This is something I have looked at. If I paid off 60k now coupled with increasing monthly repayments by 500 I would only pay ~1600 in interest. I could live with this as it would also leave me with more of a buffer to future downturns as gnf_ireland has suggested. But also, as you alluded to, I am planning some house upgrades in the near future and do not want to have to dip down near my "rainy day fund".



gnf_ireland said:


> Correct - and obviously pointing out it is also 26k after tax as well - so you probably have to earn 50k to pay it !
> 
> 
> If you can get by on 22k a year, having 111k on deposit while paying 3.7% on the mortgage is definitely not good financial sense. This roughly 5 years expenses sitting on deposit
> ...



I have been maxing out the pension since 2016. Basically I worry a bit too much but mainly its due to a lack of knowledge. The more forums/ articles I read the more overwhelmed I feel and hence the lack of action and so much on deposit. I have reached a point where I need to take some action but am reluctant to commit to repaying the whole lot at once and would prefer the strategy above.
According to a lot sites (for what their worth) my risk profile is bang in the middle . I have looked into purchasing ETFs but when reading about the tax in this country I backed away. I also looked at purchasing funds through Standard Life and Friends First. The market seems to be at a peak now and coupled with the looming Brexit debacle I would be a wee bit reluctant to commit too much until these pan out a bit more + the fees seem a bit high as stated in other threads? And as said by all I would need to be making > 7% a year to be worth it when stacked against repaying the mortgage.

Thanks, James.


----------



## gnf_ireland (22 Oct 2018)

Jamesc007 said:


> I have looked into purchasing ETFs but when reading about the tax in this country I backed away. I also looked at purchasing funds through Standard Life and Friends First.

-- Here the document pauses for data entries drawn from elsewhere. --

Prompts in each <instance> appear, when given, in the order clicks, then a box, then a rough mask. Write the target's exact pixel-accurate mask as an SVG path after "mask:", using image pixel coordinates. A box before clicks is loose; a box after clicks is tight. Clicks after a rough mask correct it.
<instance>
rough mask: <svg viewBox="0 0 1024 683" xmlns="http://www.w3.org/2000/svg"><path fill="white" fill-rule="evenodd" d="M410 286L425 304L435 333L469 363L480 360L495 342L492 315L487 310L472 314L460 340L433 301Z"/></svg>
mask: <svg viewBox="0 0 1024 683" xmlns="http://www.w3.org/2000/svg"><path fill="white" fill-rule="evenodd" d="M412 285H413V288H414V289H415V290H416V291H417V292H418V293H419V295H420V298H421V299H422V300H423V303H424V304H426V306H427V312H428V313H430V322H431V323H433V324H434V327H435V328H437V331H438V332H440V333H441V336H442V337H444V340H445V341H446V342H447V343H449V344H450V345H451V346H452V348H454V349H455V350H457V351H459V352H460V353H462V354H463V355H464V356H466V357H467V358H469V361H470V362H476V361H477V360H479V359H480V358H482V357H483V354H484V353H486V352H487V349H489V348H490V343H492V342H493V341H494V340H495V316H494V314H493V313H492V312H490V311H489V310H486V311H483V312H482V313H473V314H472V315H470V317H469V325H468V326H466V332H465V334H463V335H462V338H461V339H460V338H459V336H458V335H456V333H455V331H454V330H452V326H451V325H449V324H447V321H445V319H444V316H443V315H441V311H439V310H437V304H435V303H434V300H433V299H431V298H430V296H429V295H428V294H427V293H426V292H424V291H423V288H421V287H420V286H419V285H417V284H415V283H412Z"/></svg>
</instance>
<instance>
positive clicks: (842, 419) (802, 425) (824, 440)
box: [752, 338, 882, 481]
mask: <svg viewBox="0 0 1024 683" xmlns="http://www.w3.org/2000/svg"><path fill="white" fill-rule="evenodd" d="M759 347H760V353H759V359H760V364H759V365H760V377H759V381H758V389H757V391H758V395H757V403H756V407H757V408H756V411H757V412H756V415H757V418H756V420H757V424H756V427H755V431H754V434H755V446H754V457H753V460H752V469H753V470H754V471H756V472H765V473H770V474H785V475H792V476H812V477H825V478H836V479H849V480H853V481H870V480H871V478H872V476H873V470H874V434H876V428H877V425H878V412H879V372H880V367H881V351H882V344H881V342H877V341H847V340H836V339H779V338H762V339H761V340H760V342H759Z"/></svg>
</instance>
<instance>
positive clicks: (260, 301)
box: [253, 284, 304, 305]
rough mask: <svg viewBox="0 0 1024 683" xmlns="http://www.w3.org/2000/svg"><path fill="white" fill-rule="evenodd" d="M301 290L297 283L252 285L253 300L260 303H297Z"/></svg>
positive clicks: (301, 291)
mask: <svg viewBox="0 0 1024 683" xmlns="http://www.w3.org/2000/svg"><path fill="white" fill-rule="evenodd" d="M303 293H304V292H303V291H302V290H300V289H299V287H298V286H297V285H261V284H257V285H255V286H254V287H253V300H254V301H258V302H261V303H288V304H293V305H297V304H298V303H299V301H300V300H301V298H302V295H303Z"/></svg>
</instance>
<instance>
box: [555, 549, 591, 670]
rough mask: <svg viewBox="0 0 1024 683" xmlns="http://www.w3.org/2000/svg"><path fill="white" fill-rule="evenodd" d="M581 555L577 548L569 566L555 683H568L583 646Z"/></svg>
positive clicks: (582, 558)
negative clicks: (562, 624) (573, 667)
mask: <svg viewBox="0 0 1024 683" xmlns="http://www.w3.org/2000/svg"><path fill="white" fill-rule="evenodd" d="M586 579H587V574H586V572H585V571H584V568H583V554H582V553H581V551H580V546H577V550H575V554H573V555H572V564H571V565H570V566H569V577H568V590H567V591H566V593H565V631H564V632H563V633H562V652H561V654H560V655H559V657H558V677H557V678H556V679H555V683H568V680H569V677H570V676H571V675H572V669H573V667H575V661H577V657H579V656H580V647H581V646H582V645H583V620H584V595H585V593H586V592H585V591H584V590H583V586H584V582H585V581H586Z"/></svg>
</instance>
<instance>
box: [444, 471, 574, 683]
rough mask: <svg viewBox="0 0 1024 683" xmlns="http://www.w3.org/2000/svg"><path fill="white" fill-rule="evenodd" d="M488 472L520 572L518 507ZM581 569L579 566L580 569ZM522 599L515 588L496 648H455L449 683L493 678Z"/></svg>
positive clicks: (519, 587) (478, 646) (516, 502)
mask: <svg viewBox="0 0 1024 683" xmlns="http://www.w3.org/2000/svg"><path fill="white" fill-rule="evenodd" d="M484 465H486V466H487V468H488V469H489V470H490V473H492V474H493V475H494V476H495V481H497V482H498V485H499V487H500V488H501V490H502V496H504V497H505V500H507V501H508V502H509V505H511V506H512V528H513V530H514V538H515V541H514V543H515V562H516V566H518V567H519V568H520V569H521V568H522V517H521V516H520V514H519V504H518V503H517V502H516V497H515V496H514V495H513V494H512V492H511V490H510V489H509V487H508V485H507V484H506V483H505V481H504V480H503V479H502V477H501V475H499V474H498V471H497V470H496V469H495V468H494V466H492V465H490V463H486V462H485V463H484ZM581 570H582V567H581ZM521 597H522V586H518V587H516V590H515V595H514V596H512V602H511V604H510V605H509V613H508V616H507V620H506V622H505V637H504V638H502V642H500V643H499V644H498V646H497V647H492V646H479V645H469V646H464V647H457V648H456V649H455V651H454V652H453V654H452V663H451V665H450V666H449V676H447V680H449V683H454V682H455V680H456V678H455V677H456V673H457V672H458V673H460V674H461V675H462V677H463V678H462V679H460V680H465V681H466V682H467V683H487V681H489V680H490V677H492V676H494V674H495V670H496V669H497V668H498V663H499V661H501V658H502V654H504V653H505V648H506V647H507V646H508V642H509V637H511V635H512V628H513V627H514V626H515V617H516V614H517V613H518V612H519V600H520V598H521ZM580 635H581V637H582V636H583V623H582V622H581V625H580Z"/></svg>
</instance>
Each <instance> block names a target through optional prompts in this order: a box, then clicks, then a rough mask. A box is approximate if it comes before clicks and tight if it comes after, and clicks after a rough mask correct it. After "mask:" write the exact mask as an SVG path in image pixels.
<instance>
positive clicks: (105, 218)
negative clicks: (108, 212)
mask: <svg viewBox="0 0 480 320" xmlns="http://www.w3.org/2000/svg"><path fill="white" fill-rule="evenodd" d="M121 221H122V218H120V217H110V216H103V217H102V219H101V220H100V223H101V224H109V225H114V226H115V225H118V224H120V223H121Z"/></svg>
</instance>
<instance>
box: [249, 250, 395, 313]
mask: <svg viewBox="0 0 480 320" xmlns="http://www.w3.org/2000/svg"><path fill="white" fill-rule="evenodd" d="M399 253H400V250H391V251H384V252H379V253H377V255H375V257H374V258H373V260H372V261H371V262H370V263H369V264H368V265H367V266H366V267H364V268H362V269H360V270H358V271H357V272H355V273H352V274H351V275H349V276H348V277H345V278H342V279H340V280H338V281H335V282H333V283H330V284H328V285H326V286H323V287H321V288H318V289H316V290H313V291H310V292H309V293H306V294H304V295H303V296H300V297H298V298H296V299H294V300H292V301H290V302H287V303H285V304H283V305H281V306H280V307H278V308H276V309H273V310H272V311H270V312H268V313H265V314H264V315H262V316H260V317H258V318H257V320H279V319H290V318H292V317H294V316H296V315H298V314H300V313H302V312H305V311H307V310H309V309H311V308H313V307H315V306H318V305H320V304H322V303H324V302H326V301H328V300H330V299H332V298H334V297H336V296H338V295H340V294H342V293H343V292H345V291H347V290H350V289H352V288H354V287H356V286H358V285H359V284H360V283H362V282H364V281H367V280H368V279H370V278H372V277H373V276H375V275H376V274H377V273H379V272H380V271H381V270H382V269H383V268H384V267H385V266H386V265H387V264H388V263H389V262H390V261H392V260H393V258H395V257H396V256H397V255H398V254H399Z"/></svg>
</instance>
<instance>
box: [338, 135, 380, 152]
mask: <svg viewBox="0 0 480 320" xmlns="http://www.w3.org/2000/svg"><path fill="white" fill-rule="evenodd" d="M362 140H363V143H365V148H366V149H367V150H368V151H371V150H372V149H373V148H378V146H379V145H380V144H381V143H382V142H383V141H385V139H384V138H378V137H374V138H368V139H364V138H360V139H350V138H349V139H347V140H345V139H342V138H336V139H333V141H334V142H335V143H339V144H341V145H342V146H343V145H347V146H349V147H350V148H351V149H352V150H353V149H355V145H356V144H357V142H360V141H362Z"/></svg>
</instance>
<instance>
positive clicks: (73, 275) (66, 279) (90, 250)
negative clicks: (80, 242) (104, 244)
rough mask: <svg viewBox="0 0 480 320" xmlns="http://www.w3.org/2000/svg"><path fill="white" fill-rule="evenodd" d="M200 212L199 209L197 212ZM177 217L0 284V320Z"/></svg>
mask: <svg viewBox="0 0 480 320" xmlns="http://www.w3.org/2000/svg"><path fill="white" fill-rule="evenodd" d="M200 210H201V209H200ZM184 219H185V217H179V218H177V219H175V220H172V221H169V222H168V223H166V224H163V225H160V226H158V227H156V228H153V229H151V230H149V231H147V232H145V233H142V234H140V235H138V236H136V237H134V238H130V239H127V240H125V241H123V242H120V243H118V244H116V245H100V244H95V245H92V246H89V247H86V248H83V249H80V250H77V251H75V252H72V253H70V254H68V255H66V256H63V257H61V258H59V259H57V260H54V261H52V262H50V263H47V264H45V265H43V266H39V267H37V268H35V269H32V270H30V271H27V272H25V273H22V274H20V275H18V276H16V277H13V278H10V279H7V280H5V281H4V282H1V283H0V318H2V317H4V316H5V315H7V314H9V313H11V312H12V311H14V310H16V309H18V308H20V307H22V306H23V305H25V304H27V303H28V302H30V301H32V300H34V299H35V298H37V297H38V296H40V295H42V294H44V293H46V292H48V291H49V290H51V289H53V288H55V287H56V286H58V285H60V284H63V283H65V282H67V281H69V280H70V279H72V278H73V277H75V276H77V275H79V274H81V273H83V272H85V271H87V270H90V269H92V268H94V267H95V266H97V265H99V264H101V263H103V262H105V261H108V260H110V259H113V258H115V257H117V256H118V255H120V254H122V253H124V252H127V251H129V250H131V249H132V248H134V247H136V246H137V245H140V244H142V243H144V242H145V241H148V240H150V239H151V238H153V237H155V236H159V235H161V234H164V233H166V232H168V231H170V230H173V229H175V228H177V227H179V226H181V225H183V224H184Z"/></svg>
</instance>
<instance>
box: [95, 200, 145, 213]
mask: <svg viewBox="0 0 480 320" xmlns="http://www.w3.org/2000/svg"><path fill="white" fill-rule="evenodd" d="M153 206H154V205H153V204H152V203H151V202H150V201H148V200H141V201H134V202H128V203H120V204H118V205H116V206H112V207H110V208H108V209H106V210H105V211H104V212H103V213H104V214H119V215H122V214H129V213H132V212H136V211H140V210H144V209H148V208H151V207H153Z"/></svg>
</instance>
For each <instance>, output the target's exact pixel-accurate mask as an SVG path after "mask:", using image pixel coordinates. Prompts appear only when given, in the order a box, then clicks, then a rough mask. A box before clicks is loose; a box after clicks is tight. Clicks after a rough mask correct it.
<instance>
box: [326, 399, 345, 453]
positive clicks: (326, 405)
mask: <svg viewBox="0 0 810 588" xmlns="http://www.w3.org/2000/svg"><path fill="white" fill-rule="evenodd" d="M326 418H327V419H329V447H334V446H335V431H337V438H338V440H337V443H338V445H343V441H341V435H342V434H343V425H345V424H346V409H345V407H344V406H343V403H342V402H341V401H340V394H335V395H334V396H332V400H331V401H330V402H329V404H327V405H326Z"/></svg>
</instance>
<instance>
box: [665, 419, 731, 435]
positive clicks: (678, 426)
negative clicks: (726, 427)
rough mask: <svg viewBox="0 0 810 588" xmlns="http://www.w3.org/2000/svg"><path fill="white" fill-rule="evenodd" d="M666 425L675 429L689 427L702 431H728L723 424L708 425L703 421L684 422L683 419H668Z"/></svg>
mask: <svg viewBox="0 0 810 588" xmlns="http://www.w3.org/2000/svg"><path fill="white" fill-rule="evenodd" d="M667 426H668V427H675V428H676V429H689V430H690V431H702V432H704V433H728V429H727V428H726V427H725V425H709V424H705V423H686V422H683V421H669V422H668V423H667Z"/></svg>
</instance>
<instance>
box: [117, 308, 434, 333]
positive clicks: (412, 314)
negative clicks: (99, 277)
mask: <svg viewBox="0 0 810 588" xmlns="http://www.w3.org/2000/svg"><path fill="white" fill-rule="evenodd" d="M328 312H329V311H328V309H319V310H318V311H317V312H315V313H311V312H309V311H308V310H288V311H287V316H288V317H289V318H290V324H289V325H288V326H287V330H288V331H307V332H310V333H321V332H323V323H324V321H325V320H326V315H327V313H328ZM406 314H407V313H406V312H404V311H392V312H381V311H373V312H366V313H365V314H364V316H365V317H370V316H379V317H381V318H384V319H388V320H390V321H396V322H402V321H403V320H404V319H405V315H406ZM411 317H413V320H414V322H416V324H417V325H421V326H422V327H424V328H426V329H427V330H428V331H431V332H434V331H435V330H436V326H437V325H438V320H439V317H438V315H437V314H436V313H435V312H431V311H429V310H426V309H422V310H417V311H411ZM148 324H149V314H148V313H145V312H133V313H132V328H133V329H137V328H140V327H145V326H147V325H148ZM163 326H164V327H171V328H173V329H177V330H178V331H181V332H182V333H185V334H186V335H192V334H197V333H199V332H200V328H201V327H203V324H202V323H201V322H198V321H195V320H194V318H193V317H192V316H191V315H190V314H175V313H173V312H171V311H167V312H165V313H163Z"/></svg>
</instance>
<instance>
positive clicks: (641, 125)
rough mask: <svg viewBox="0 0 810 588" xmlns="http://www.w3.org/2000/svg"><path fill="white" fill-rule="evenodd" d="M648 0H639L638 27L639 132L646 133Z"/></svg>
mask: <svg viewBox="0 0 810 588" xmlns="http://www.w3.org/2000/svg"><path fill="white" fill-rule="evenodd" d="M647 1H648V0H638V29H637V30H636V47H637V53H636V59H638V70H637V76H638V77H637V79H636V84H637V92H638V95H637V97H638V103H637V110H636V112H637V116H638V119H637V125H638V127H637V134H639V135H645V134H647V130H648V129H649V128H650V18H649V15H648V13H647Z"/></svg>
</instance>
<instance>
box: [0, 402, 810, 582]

Exit tax in this country is 41%, and there is no offset for losses made again profits gained. It is an horrendous tax treatment for ETF's in my personal view, as I personally feel low cost ETF's are a much better investment for retail investors than individual shares - especially passive ones which track indices.
I really feel that for people like you (and I), the concept of an ISA is badly missing from this country, whereby a certain amount can be invested each year (after tax) and grow tax free - to encourage people to have a cushion to fall back on in times of economic uncertainty. Even if it was just 250-300 euro a month [3000-3600 a year] it would be something to work with, rather than always look at ~40% tax on any investment made.
For this exact reason, I took the decision 2 years ago to liquidate all my ETF's and effectively paid off my mortgage. I was simply tired of taking all the risk on them and they paying the government 40% for the privilege !



Jamesc007 said:


> And as said by all I would need to be making > 7% a year to be worth it when stacked against repaying the mortgage.


Agreed - and that is a guaranteed 7%



Jamesc007 said:


> The market seems to be at a peak now and coupled with the looming Brexit debacle I would be a wee bit reluctant to commit too much until these pan out a bit more + the fees seem a bit high as stated in other threads?


Final comment is timing of the market is a very difficult thing to do, so be careful on any attempts to do this. 
I have the same considerations at the moment - my pension fund is at the stage where it is now valuable. I am not sure now much growth is left in the market, and considering do I derisk some of it, and then pick a point when I would re-enter. I know most on here will tell me I am crazy for even considering it, but I imagine a reasonable amount of people think the same way !


----------



## Jamesc007 (26 Nov 2018)

Sorry I've been away for a while.
I've decided to pay 70k off the capital leaving me with 21k to repay. The interest will be 1.3k which I can live with even though it is a loss. I am more comfortable with this approach. I will decide next year whether to pay off in full or leave it the remainder of the term based on how my savings accrue. Thanks for your advice I appreciate it!


----------